This section reports a series of short stories whose characters are Tulio (who speaks in the first person), Vincenzo, and Francesco. They are three unlikely protagonists who enjoy producing and discussing art. Each short story describes a series of artwork.
Absurdly enough, some of these tales have been a source of inspiration to flesh out actual art products. In this case, the short story itself became artwork and explanation of the artwork at the same time.
Why do I do it?
I write these stories because:
- I love to capture the mental journey that takes an artist from A to B, where B is usually the result of his or her artistic product: a painting, an installation, a photograph, etc. Even when I am satisfied with the result of B, it is meaningful for me to express A.
- I want to produce art while having fun. A painting almost never laughs. I am not good at telling jokes, but when I write about serious things I feel an extreme need to downplay. The mind loves disposable plot twists, spare love, adventure, pill catharsis. Delving deeper costs superhuman mental effort. When I read Piet Mondrian's "Universal Rhythms[1]," I fell asleep countless times, as much as I love his works and the theories encapsulated in the book more than the works themselves. Therefore, I have decided to talk about my art by trying to put people to sleep as little as possible.
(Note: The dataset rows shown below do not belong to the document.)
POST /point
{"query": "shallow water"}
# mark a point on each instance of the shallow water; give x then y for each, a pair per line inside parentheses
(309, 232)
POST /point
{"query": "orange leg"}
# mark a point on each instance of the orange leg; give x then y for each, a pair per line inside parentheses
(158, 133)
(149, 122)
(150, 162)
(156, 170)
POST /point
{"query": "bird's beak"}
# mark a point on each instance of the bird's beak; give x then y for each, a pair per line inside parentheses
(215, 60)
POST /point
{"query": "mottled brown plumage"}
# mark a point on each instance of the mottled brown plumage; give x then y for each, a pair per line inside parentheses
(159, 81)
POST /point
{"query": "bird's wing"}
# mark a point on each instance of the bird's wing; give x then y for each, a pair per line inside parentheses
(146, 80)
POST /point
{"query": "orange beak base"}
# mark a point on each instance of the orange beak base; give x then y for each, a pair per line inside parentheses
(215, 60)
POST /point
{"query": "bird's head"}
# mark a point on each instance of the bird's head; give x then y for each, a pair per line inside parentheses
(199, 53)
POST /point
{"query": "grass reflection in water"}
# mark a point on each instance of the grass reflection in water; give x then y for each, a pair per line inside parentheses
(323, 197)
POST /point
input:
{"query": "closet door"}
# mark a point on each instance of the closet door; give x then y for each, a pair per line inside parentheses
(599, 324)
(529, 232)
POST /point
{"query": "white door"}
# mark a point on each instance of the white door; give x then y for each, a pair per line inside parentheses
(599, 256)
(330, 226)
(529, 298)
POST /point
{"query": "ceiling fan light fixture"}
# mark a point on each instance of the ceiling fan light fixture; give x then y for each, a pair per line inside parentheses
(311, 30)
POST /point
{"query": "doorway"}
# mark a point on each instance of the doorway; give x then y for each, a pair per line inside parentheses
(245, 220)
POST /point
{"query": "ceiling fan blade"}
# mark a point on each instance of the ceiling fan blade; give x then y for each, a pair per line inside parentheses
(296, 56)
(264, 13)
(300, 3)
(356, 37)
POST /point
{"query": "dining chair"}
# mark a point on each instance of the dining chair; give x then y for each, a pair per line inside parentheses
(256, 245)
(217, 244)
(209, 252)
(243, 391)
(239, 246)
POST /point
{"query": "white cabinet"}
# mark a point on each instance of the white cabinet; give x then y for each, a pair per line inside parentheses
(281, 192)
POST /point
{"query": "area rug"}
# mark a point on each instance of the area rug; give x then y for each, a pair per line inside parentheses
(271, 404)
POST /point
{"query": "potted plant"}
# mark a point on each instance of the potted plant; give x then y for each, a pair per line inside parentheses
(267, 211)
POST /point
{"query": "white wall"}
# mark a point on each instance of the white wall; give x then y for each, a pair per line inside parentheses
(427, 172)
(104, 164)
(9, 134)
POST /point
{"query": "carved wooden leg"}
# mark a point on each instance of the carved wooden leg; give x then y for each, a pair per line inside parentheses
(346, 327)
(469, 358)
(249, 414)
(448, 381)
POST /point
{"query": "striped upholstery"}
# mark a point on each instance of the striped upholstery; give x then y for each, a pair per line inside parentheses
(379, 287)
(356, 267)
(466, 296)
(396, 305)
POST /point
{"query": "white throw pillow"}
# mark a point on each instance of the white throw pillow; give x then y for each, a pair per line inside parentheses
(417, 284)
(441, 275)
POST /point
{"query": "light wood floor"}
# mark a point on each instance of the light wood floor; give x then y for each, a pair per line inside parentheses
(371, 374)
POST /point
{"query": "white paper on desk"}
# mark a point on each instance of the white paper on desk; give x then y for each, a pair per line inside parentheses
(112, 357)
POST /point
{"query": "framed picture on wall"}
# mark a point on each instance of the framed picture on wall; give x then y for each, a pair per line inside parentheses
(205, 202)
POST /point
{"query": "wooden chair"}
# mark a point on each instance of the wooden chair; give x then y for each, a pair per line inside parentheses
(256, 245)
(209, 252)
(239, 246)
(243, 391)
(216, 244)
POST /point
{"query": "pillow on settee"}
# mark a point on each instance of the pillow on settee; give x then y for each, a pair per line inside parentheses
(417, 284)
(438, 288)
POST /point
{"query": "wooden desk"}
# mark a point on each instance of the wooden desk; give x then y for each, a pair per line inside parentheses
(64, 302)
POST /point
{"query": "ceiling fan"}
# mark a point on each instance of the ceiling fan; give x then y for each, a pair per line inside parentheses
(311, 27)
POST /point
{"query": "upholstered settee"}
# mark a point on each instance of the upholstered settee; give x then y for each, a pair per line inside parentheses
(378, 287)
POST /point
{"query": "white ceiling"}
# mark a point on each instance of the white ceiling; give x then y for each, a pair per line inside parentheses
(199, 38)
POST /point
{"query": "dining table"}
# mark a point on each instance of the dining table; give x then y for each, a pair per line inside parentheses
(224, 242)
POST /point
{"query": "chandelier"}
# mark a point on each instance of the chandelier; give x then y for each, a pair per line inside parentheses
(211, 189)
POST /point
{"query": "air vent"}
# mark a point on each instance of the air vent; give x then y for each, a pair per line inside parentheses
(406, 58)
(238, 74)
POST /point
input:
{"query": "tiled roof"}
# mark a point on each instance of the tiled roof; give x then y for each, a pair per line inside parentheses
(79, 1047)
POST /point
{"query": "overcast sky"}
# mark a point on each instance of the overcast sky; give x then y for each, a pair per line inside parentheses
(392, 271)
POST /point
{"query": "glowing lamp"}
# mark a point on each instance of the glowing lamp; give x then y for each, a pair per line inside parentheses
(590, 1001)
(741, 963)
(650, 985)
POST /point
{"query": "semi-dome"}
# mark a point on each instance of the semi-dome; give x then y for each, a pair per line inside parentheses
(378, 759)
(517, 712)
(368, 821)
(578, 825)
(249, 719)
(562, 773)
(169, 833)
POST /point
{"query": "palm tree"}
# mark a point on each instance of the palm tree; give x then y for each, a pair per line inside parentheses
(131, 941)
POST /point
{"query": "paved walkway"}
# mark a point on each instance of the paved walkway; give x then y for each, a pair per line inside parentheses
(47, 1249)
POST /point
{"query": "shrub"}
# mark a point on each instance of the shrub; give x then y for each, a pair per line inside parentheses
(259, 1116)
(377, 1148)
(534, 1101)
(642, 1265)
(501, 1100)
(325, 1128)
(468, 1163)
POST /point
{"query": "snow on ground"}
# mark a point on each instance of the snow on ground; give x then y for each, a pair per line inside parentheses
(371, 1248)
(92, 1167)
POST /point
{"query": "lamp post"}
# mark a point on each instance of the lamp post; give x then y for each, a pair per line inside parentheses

- The work of art is often confusion of feeling. Often the artist simplifies by not making explicit the reasoning that led him or her in a certain direction. Respectfulness, justificationism, a sense of impropriety -- these are ingrained in me more than aesthetic sense. Therefore, resorting to three such different characters allows me to give voice to my varied feeling. Vincenzo is the cultured but risks being pretentious. Francesco is instinctive but exaggerated. Tulio is responsible but banal.
[1] Piet Mondrian, Ritmi Universali, 2014, Castelvecchi.